Max Ernst, The Entire City, 1935, and René Magritte's The Treachery of Images, 1929
On view for the first time is Max Ernst's The Entire City, a small post-apocalyptic cityscape acquired by the 2023 Collectors Committee. It's shown next to LACMA's most famous surrealist painting, Magritte's Treachery of Images.


Sol LeWitt, Wall Drawing #295, 1976
Elsewhere in the Modern galleries are several 60s and 70s pieces that haven't been shown in a long time or at all, including a Sol LeWitt wall drawing and a Pop/Op-inflected Rainbow Heart by Japanese-born Fluxus artist Ay-O, a recent gift. 
Ay-O, Rainbow Heart, 1965-67. LACMA, gift of Riko Mizuno
Ed Moses, Abstract Painting (Red #1), 1975-76
There are duo- and monochrome paintings by Ellsworth Kelly, James Hayward, and Ed Moses.

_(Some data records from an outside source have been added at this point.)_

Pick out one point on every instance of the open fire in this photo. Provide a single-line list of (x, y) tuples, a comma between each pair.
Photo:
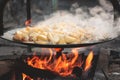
[(63, 65)]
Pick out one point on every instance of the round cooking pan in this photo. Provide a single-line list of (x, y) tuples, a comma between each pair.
[(9, 36)]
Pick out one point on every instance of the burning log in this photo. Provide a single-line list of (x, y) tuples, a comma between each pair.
[(34, 72)]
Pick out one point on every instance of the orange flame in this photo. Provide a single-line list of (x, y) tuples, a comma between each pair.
[(25, 77), (89, 61), (63, 65), (27, 22)]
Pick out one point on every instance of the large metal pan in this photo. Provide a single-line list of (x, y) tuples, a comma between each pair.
[(9, 36)]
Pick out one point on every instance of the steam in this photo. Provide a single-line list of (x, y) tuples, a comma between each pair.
[(96, 20)]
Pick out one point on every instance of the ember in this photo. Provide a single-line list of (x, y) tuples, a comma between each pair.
[(62, 65)]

A feminist dissent, Karen Carson's 1971 zipper non-painting, wraps it all up.
Karen Carson, untitled, 1971

Comments

Anonymous said…
I never heard of Pauline Peavy before but her work seems very interesting. I wonder why LACMA bought this particular piece though. She has much better work that's available and I'm sure it doesn't cost too much. Sometimes I feel like LACMA just buys an artist's artwork to say they have it regardless of quality.